Earth to Judge Merchan: at least half the public has zero confidence in the integrity of our judicial system, and you have had a significant role in that loss of confidence. And there’s a sort of bleak humor in the idea that this postponement could do away with the suspicion – however unwarranted, ha ha – of an attempt to influence the election. As though the constant cries of “convicted felon!” haven’t already affected the election – although not entirely as the left had hoped.
The entire enterprise has been nothing else but an attempt to influence the election and to punish Trump for the unforgivable crime of having won the presidency in 2016.
Braver Angels: helping loved ones divided by politics
Braver Angels is a group dedicated to helping people from opposite sides of the political spectrum be able to talk rationally and calmly about politics. Good luck. I think it’s a laudable but very difficult goal.
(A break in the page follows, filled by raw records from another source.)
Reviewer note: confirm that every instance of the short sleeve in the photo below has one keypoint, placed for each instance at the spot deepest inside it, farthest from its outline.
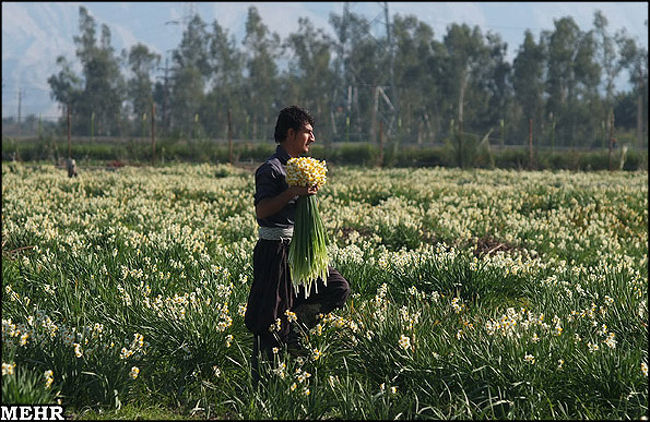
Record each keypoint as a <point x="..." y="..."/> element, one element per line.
<point x="267" y="183"/>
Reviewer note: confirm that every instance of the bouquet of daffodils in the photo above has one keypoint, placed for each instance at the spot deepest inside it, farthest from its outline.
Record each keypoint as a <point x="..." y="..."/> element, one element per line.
<point x="308" y="249"/>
I noticed that they have videos at YouTube that feature marriage and family therapist Bill Doherty doing sessions with some volunteers – not actors, but real people with political disagreements with loved ones that have been heated enough that they feel they need help. You might be interested in taking a look; here’s the playlist.
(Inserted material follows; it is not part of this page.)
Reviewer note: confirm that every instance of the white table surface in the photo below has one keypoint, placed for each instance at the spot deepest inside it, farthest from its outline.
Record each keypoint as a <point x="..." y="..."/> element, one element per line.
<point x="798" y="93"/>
The Georgia school shooter’s father has been arrested and charged with homicide
The case seems similar to the Crumbley case in Michigan. I’ve written six previous posts about the Crumbley case, because it alarmed me and I thought the parents either should not have been charged or were way overcharged. From this previous post on the Crumbleys:
No, of course it won’t be “run of the mill parents” who are charged. But in these school shooter situations, there are often warning signs that go unheeded, or that are not dealt with properly. Hindsight is 20/20, and as I said before, these particular parents don’t seem to have exercised good judgment. But they are not guilty of any crime. And finding them guilty of a crime opens the door to the state using the precedent and the tool as it sees fit, in particular to punish parents who might espouse positions it doesn’t like.
From the Georgia case:
Authorities charged Colin Gray, the father of the Georgia school shooter Colt Gray, with four counts of manslaughter, two counts of second-degree murder and eight counts of cruelty to children.
Colt is accused of killing two teachers and two students. He faces four counts of felony murder.
Georgia Bureau of Investigation (GBI) Director Chris Hosey didn’t confirm Gray gifted the gun to his 14-year-old son.
Hosey said Gray “knowingly allowed” his son “to possess it.”
According to reports, Gray gave Colt the gun for Christmas only a few months after the FBI interviewed the family about online shooting threats.
The FBI didn’t seem unduly alarmed, nor did the school system. Of course, more might emerge in time about the parents’ negligence – it’s very very early yet and I’m sure I don’t have all the facts. But whatever emerges I doubt it rises to the level of homicide charges to the parents. The murders are absolutely horrible, of course. But wouldn’t the FBI and the school system be at least as culpable as the parents? And if the 14-year-old son is being tried as an adult (which he is), why are the parents considered responsible for murder instead of some sort of negligence? Unless the father put the gun in the boy’s hands and told him it would be a great idea to go to school and kill someone, I just don’t see that murder is an appropriate charge.